The statue is one of Frank Rizzo, the city’s former mayor and police commissioner. Because incidents like the death of David Jones at the hands of Officer Ryan Pownall during a traffic stop were pretty commonplace during Rizzo’s watch, there have been more than a few calls for his statue to go the way of many Confederate monuments.

In the Rizzo era, police brutality was more commonplace than it should be. The best-known account of this was the time Rizzo’s officers strip-searched members of the Black Panther Party in front of a Philadelphia Daily News photographer. It wound up on the front page.

It’s Philadelphia’s history of police abuse that has led to the creation of a historical marker commemorating the May 13th, 1985 confrontation between Philadelphia police and the Black nationalist group MOVE. Unfortunately, it’s a marker without a home at the moment.

That’s because, while there are more than a few monuments here in Philly that might memorialize things we’d rather forget, like, say, where the father of our country kept his slaves, this will be the first one commemorating an act of police brutality.

And let’s be honest with ourselves. No matter how badly Philadelphia might want to run away from this part of its history, there’s no other way to describe any incident that ends with police dropping a bomb, killing 11 people, and destroying a city block.

While studying police brutality in history class, a group of students from the Jubilee School, a private academy in West Philadelphia that has such neat things as an anti-violence club, learned about the MOVE bombing and decided to visit the spot where it happened, according to Karen Falcon, the school’s founder and principal.

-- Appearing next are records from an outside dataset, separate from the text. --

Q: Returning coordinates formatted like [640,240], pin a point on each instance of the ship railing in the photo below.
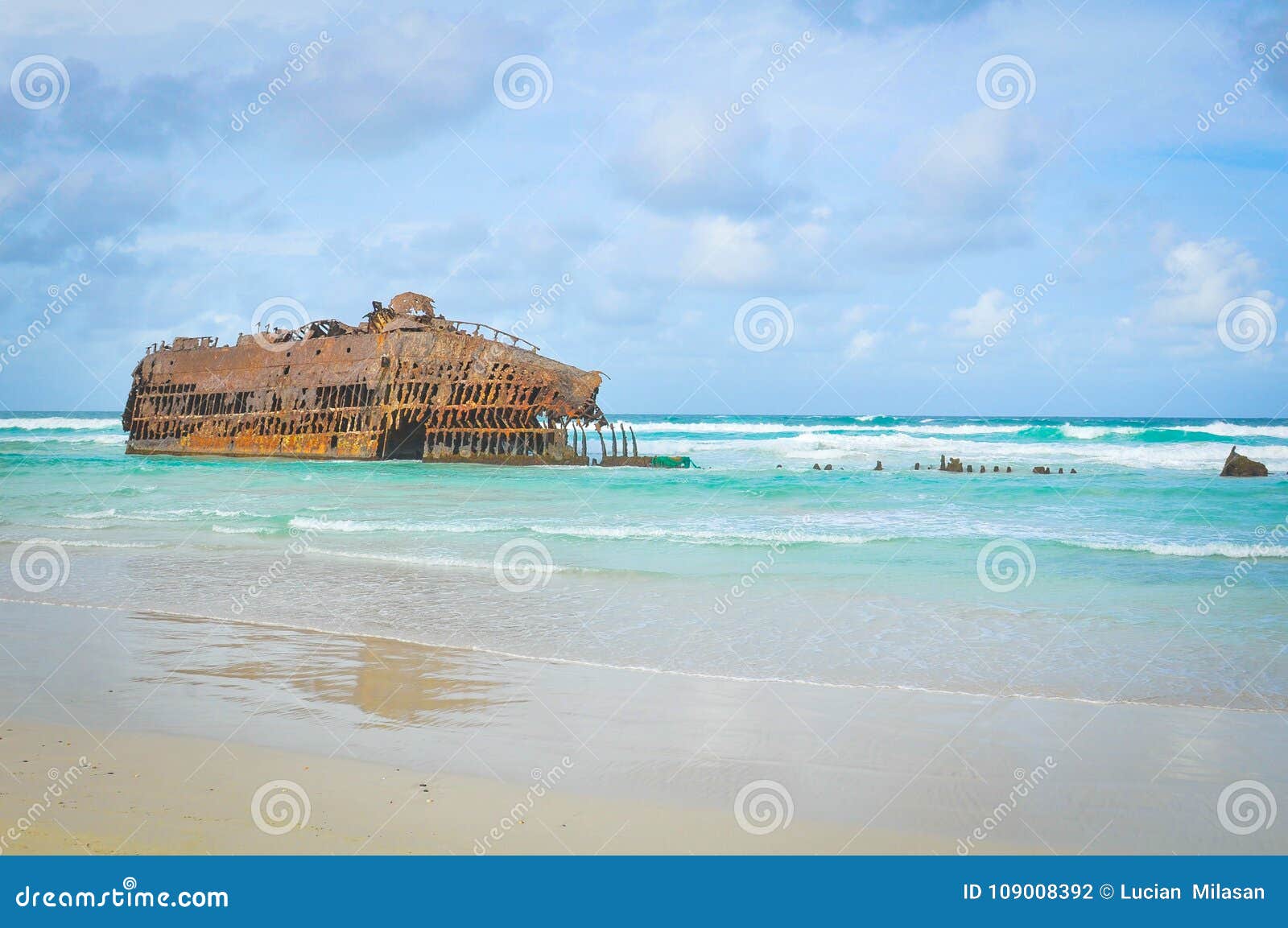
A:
[482,328]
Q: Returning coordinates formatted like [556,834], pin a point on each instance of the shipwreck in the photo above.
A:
[403,384]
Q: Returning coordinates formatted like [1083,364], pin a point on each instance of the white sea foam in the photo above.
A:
[1086,433]
[1178,550]
[1233,429]
[58,423]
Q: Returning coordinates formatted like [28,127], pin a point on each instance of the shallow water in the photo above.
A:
[1096,586]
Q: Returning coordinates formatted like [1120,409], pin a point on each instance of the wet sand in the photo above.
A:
[182,721]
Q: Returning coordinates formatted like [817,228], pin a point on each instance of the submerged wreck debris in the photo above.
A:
[1241,466]
[403,384]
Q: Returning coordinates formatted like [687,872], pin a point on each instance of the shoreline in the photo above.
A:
[631,668]
[173,794]
[858,770]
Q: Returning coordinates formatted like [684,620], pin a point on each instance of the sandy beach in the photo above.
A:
[401,748]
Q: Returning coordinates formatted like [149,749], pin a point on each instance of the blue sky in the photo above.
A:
[847,191]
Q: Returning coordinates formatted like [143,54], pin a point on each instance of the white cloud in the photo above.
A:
[724,251]
[862,343]
[979,320]
[1206,276]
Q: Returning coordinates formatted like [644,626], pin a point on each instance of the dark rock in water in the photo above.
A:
[1240,466]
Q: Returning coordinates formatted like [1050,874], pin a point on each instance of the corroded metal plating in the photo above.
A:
[406,382]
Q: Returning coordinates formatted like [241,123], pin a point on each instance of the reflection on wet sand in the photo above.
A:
[392,683]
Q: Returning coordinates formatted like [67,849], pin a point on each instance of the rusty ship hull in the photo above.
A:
[405,384]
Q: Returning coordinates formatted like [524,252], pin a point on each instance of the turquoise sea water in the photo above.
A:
[1096,586]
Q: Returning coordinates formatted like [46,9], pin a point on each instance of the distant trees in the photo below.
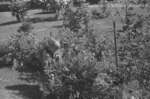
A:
[19,9]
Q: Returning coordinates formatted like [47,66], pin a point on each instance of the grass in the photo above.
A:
[43,23]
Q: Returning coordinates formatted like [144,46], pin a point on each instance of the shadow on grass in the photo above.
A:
[4,7]
[33,20]
[9,23]
[38,20]
[58,26]
[50,12]
[26,91]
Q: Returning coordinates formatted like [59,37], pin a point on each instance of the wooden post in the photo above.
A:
[115,43]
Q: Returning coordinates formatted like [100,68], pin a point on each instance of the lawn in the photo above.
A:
[10,86]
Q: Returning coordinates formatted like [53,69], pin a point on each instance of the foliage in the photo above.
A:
[19,9]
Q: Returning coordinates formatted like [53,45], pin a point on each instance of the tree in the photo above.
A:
[19,9]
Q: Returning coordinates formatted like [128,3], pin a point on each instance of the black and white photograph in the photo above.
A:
[74,49]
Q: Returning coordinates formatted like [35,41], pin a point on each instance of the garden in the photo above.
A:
[63,49]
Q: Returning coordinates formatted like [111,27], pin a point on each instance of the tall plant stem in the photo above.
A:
[115,43]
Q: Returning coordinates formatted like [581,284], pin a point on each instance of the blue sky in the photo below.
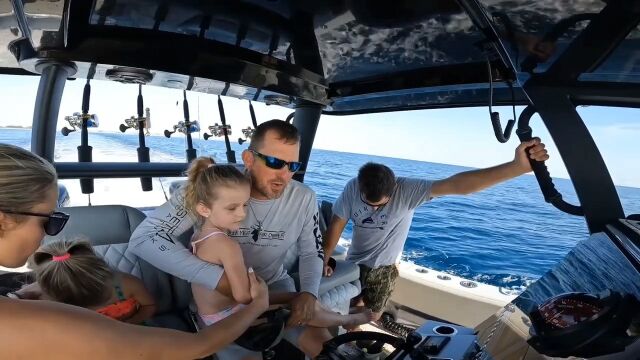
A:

They felt it deserved a historical marker, so they went to the block’s remaining residents, got petitions signed, and sent them to the Pennsylvania Historical and Museum Commission to make it happen. (How the residents of the 6200 block of Osage Avenue have been screwed time and time again by the city of Philadelphia since 1985 is another column for another day.)

In addition to the $500 they raised for the marker through a GoFundMe page, the students also received $500 from state Senator Anthony H. Williams toward the $1,000 needed to create it.

The marker was recently unveiled at a ceremony at the intersection of Cobbs Creek Parkway and the 6200 Block of Osage Avenue. But whether or not it eventually gets placed there or in front of the house at 6221 Osage Avenue is up in the air right now. The streets department is waiting for instructions from city officials on what to do next.

Gerald Renfro, one of the few remaining homeowners on the 6200 Block of Osage Avenue, and Arnett Woodall, the owner of West Phillie Produce, unveiled the MOVE bombing marker. Woodall helped students get the petitions for the monument signed. | Photo by Christopher S. Murray

Councilwoman Jannie Blackwell has pledged to use her political might toward finding a place for it.

Considering what the marker symbolizes, she may have to.

To say that we as a city have never completely dealt with MOVE and its aftermath is possibly the understatement of the millennium. I still remember seeing the beginnings of the confrontation on NBC 10 when I left for my classes at Temple that morning, then coming home that evening and seeing the buildings not only in flames, but being allowed to burn. It’s not the sort of thing you forget.

When your city, a city that had already been synonymous with police brutality, makes national and international headlines because police were allowed to drop a bomb on a city block without anyone going to jail, that might be something you want kept off the tourism guides.

Even if that might be exactly where it belongs.

Denise Clay has been a journalist for more than 25 years, covering politics, education, and everything in between. Her work regularly appears in the Philadelphia Sunday Sun and the Philadelphia Public Record, and has also appeared on the BBC, XO Jane, and Time.com.